一般住宅用としてだけではなく、起業したいと思っている人もターゲットにして売却しましょう。
農家になるための移住なら住宅の建築が認められる
農家をするための移住であれば住宅を建築できるため、以下のような人もターゲット層になります。
- 農家になりたい人
- 農家のための店を出したい人
- 自給自足の生活をしたい人
- 都会での生活に疲れて田舎暮らしをしたいと思っている人
このような人たちにとって、市街化調整区域はうってつけの土地です。
農地の売却については下記の記事で詳しく解説していますので、参考にしてください。
農地の売買にはルールがある?売却方法と注意点から価格相場まで解説
農地を売買するときのルールや注意点を徹底解説しています。売却方法や価格相場、税金など、田んぼや畑を売るために必要な知識をわかりやすく紹介していますので参考にしてください。
ただし市街化調整区域が売れづらいのは、住宅を建てるのが難しいという理由だけではありません。
買主が市街化調整区域にある中古住宅を購入するデメリット
市街化調整区域が売れづらい理由は、以下のデメリットがあるからです。
- 融資が通りづらい
- 将来、売却するのが難しい
- 建て替え行為などに制限がある
買主の立場から、市街化調整区域について考えてみましょう。
融資が通りづらい
市街化調整区域は土地の評価が低いため、融資が通りづらいというデメリットがあります。
高額な家を購入する場合、ほとんどの人はローンを利用します。
むしろローンを利用できなければ、家を購入できないという人も少なくありません。
融資が通りづらい市街化調整区域は、住宅ローンの利用を前提に家の購入を検討している人にとって、手をつけにくい物件であるということです。
将来、売却するのが難しい
市街化調整区域の売却はハードルが高いため、「もしも買うことができても、将来売ることができないかもしれない」と懸念する買主も少なくありません。
売却する予定はなくても、制限が厳しいというのはどうしてもネックになります。
建て替え行為などに制限がある
市街化調整区域は建て替え行為などに制限があるため、所有しているにもかかわらず、自由にできないというデメリットがあります。
たとえば将来、建物の寿命によって建て替えたいと思っても、許可を得なければ建て替えることはできません。

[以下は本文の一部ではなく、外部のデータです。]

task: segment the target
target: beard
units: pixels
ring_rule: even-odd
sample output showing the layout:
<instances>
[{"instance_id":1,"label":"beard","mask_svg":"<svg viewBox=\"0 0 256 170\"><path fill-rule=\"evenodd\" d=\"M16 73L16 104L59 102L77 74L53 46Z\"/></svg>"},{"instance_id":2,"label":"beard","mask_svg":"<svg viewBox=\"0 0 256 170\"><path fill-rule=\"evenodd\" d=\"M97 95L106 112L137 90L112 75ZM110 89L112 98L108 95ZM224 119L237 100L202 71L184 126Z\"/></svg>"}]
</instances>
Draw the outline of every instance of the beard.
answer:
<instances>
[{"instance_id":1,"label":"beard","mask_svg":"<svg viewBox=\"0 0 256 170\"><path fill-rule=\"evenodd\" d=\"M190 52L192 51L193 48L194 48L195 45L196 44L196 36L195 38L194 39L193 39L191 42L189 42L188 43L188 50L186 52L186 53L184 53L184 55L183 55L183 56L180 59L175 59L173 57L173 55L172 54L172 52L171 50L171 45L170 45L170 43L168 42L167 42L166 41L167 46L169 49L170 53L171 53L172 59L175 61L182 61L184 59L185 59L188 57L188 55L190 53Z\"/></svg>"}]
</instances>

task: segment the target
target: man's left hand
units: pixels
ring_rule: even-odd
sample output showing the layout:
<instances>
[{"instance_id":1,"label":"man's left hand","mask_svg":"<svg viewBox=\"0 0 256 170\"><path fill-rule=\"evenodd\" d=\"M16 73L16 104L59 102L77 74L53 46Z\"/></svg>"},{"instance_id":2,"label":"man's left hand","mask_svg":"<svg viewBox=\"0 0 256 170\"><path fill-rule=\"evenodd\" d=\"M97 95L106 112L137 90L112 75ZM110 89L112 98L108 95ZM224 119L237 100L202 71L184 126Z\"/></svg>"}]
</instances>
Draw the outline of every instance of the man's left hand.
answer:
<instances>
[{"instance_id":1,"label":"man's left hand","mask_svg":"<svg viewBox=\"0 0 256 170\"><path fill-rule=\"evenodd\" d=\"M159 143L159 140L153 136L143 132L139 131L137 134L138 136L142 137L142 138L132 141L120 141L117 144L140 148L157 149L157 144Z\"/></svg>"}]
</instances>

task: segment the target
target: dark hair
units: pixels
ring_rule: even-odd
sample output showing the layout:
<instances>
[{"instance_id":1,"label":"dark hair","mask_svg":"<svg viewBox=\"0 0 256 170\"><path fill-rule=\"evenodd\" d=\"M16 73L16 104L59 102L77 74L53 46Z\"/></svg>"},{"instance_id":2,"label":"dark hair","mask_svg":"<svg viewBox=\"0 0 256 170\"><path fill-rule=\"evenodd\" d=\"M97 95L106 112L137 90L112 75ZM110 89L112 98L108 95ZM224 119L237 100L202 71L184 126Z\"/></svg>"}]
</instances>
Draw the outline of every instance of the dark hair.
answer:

厳しい制限をわずらわしいと考えるのは当然であり、避けられてしまう原因となっています。
管理人からの一言「市街化調整区域の売買は専門家のアドバイスが必要」
最後に、市街化調整区域を売却するときのポイントをおさらいしておきます。
- 線引き前に建てられた既存宅地であれば、通常どおり売却できる
- 購入のハードルを下げるために、開発許可が得られなければ契約が無効になる特約をつけて売却する
- とにかく市街化調整区域について詳しい不動産会社を見つけることが大事
狙うべきターゲット層や効果的な広告の出し方などの売却戦略については、市街化調整区域に詳しい不動産会社を見つけられれば全て任せられます。
市街化調整区域の売却に強い不動産会社を見つけられるかが、成功のカギということです。